Bild: David Bowie in der Deutschland halle in Berlin 1978
Über [1][David Bowies] und [2][Iggy Pops] Jahre in Berlin von 1976 bis 1978
ist schon viel geschrieben worden, ganze Bücher gibt es dazu. Immerhin gilt
deren kurze Zeit in der damaligen Mauerstadt bei beiden als jeweils
produktivste Ära in ihren langen Karrieren. Hier entstand Bowies berühmte
„Berlin-Trilogie“ mit den Alben „Low“, „Lodger“ und „Heroes“, P…
seine Klassiker „The Idiot“ und „Lust For Life“ auf.
Nun gibt es eine Compilation, deren Aufhänger die Frage ist: Welche Musik
könnten Bowie und Pop damals während ihrer Zeit in Deutschland gehört
haben? Wobei der Sampler mit dem Titel „Café Exil – New Adventures in
European Music 1972–1980“ sein Thema noch ausdifferenzierter behandelt.
Kompiliert wurde demnach Musik, die die beiden Popmusiker in der
Kreuzberger Künstlerkneipe Exil gehört haben könnten.

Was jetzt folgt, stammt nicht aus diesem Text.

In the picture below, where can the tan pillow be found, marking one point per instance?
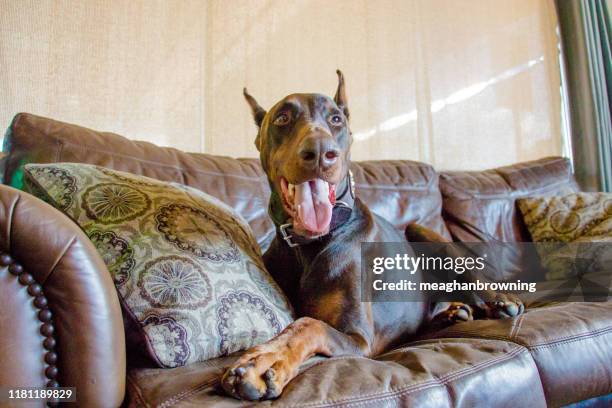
(187, 267)
(569, 225)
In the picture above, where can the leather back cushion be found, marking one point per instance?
(400, 191)
(487, 199)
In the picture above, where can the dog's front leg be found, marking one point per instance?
(263, 371)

In dieser verkehrten diese öfters und spielten Billard. Der Laden des
Schriftstellers und Kybernetikers Oswald Wiener zog damals Intellektuelle
und schillernde Figuren an. Martin Kippenberger, Dieter Roth und [3][Rainer
Werner Fassbinder] waren hier Stammgäste. Der Name Exil passte auch ganz
gut zu Bowie und Pop in der Fremde.
Kompiliert haben den Sampler der Musiker und Autor Bob Stanley und Jason
Wood, der Verfasser mehrerer Filmbücher und nebenbei Musiknerd ist. Stanley
hat bereits mehrere Compilations gemeinsam mit seinem Bandkollegen Pete
Wiggs von der supereklektizistischen [4][britischen Combo Saint Etienne]
herausgebracht. Und er hat sich dabei einen gewissen Ruf erarbeitet, Musik
in besonders originellen Zusammenhängen zu präsentieren.
## Elektronische Musik und Krautrock
In der Songsammlung „English Weather“ etwa werden obskure Stücke
präsentiert, die kurz nach dem Ende der Beatles in Großbritannien
entstanden sind. Als das Pfund im Keller und unklar war, was das nächste
Jahrzent, die Siebziger, mit sich bringen wird. Und einem das typisch
britische Wetter besonders mies vorkam. Musik wird in den Händen von
Stanley gern zum Soundtrack einer vorgegebenen Erzählung.
Stanley und sein Partner Wood gingen auch ihr „Café Exil“-Projekt als
Musikhistoriker an, aber genauso als Gestalter eines imaginären Raums. Sie
wissen nicht, was genau Bowie und Pop im Exil wirklich gehört haben. Ihnen
lag keine Liste vor, und sie haben auch nicht Oswald Wiener befragt, was
bei ihm damals für Musik lief. Es geht ihnen nur um das Bild: Was könnten
die beiden Popstars, von denen besonders Bowie gerade begierig auf der
Suche nach neuen Einflüssen war, dort gehört haben.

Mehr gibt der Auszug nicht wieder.